Death of all dreams

We’ve been separated now for two months.  There is a reason why we’re not divorced yet, and that reason is twofold.  1) Because as much as D wants to be single and live by himself, he is not ready to fully take responsibility for his actions.  And 2) because I’ve been deluding myself the entire time, hoping that his reluctance to proceed heralded him rethinking this, that maybe he would undo what had been broken, and maybe — just maybe — we didn’t have to do this.

That’s not true.

I cried last night (this is nothing new, I cry all the damn time).  I cried because everyone is right; certainly, he is dragging his feet, but I am not forcing him to face up to what he has done, what he has destroyed.  I am not facing up to what he has destroyed.  There before me, on a funeral pyre, are all the dreams I had for myself, all the unfulfilled promise that we had when we met, aged 23 and 24, so ridiculously in love, ready to embark on this great journey of life.  We were going to be different.  I know that nobody goes into a marriage planning on divorcing.  From day one, we said that divorce was not an option.  And then…it was.

They lie there, on this mythological pyre, so many memories and dreams and plans.  I turn them over in my hands before putting them back down.

Lazy summer days at Hampton Beach, watching the sun go down, laughing at chubby-legged infants being bounced in and out of the waves by their proud parents, imagining bringing our own chubby baby with brown curly hair here someday.

The way he would languidly grab my waist when I tried to get out of bed on Saturdays, dragging me back in, begging for just ten more minutes of cuddling before we actually had to get up and face the day.

That wonderful afternoon we spent at the reservoir in Lawrence, rolling down the green sloping hill, throwing new fallen autumn leaves at each other, kissing, always kissing.  I never imagined a day when those kisses would stop coming.  I never knew they had a finite end, that within five years I would not be able to coax a kiss from him again.

The future — the dreams we had.  The house in Wakefield, Massachusetts, with a finished basement and an office for me.  Children, a boy and a girl, hopefully, that we would send to private school, that I would teach to ice skate, that he would play catch with.  A husky puppy.  Growing old together, just like his grandparents, two people in mutual love forever.

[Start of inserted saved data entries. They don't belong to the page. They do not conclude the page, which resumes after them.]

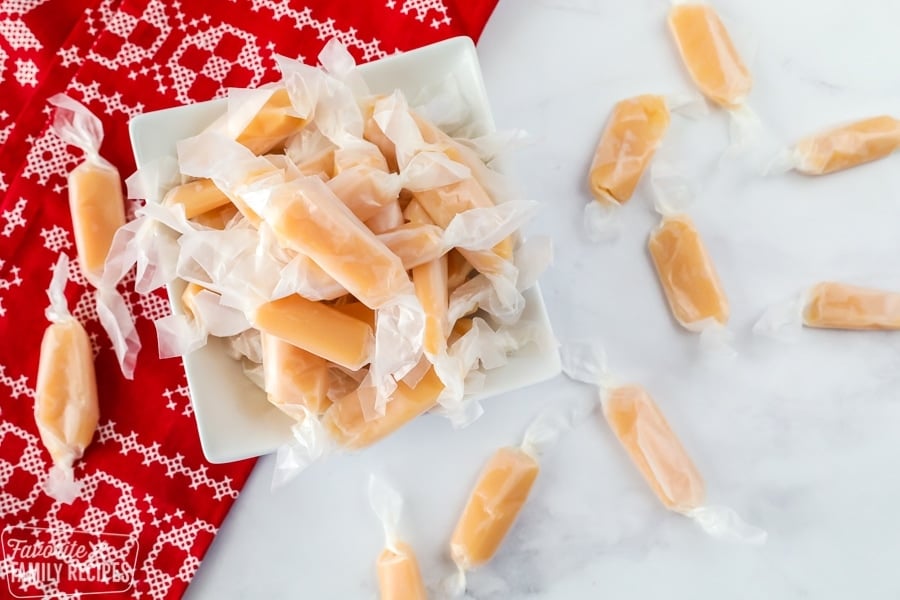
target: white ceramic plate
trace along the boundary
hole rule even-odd
[[[478,133],[495,130],[475,46],[467,37],[389,56],[362,65],[360,71],[374,93],[400,89],[411,99],[423,87],[437,85],[451,75],[469,104],[473,125],[481,130]],[[136,116],[129,130],[138,168],[165,156],[175,157],[178,140],[198,134],[224,111],[225,101],[214,100]],[[174,282],[169,286],[169,297],[181,297],[183,289],[183,282]],[[537,286],[525,292],[525,299],[522,320],[540,324],[536,342],[511,356],[502,368],[489,371],[479,399],[550,379],[560,371],[556,343]],[[181,313],[180,303],[173,302],[172,310]],[[223,340],[210,338],[205,347],[184,357],[200,443],[213,463],[268,454],[291,436],[291,419],[271,406],[265,394],[244,377],[225,347]]]

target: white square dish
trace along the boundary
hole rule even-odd
[[[467,37],[361,65],[360,72],[373,92],[400,89],[410,98],[450,75],[469,104],[474,128],[480,130],[477,133],[495,130],[475,46]],[[225,101],[214,100],[134,117],[129,132],[137,167],[166,156],[174,158],[179,140],[200,133],[224,111]],[[183,282],[174,282],[169,286],[169,297],[179,298],[183,288]],[[540,290],[535,286],[524,295],[522,320],[539,325],[537,338],[511,355],[505,366],[487,372],[484,389],[476,396],[479,399],[544,381],[560,371]],[[182,312],[179,302],[172,302],[172,311]],[[225,349],[224,340],[210,337],[205,347],[184,357],[200,443],[206,458],[213,463],[268,454],[291,437],[292,420],[269,404],[265,394],[244,376]],[[148,347],[144,351],[153,350]]]

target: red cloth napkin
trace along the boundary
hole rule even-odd
[[[126,289],[144,343],[126,381],[73,260],[66,295],[91,336],[100,426],[76,466],[81,496],[44,493],[34,386],[51,268],[75,256],[65,178],[82,159],[49,131],[47,98],[65,92],[102,118],[101,153],[124,177],[136,114],[271,81],[272,53],[314,62],[332,37],[359,61],[477,38],[495,3],[0,0],[0,597],[180,597],[254,464],[203,458],[182,366],[156,357],[165,296]]]

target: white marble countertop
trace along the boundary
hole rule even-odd
[[[717,0],[754,39],[751,105],[786,142],[824,126],[900,114],[900,3]],[[512,157],[534,233],[553,236],[542,287],[560,340],[602,341],[612,367],[656,397],[705,475],[710,500],[769,532],[762,547],[715,541],[662,508],[598,416],[567,434],[478,599],[897,598],[900,578],[900,334],[804,332],[755,338],[774,302],[818,280],[900,289],[900,155],[841,174],[762,179],[720,161],[720,111],[673,118],[665,152],[696,183],[691,215],[732,306],[739,357],[698,360],[671,319],[645,250],[658,217],[645,191],[624,231],[588,243],[585,173],[612,105],[689,91],[665,0],[501,0],[478,45],[501,128],[533,144]],[[747,35],[745,35],[747,34]],[[542,407],[593,392],[564,377],[498,397],[468,429],[425,417],[401,436],[317,464],[276,495],[262,459],[187,598],[376,596],[382,546],[368,473],[407,497],[405,537],[429,584],[451,572],[447,541],[478,471],[517,443]],[[415,448],[415,451],[410,451]]]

All of that changed the day he texted me at work, the day he told me he felt nothing for me anymore.  It’s been a year and a half, almost.  And although he has stripped the memories, the dreams, the hopes, even the love, bare, and laid them on the pyre, I haven’t been able to set the pile alight.  Because you see, he won’t.  He won’t do it.  Only I can do it.  Because he never will.

He left them there and walked away, he thinks I can never bring myself to end what I never wanted to end.  To light all of those dreams on fire, watch them melt and run together and evaporate into thin air.

He doesn’t realize that once they are burned, once they are gone forever, once I give them up…I can start dreaming again.  I can hope again.

I just have to find a way to strike the match.

Lord, help me find a way to strike the match.


2 thoughts on “Death of all dreams

  1. Do you mind if I give you a shout-out on my blog, I loved this post and I loved how you said: “He doesn’t realize that once they are burned, once they are gone forever, once I give them up…I can start dreaming again. I can hope again.” Please let me know in time and I’ll give this poem/post a shout-out!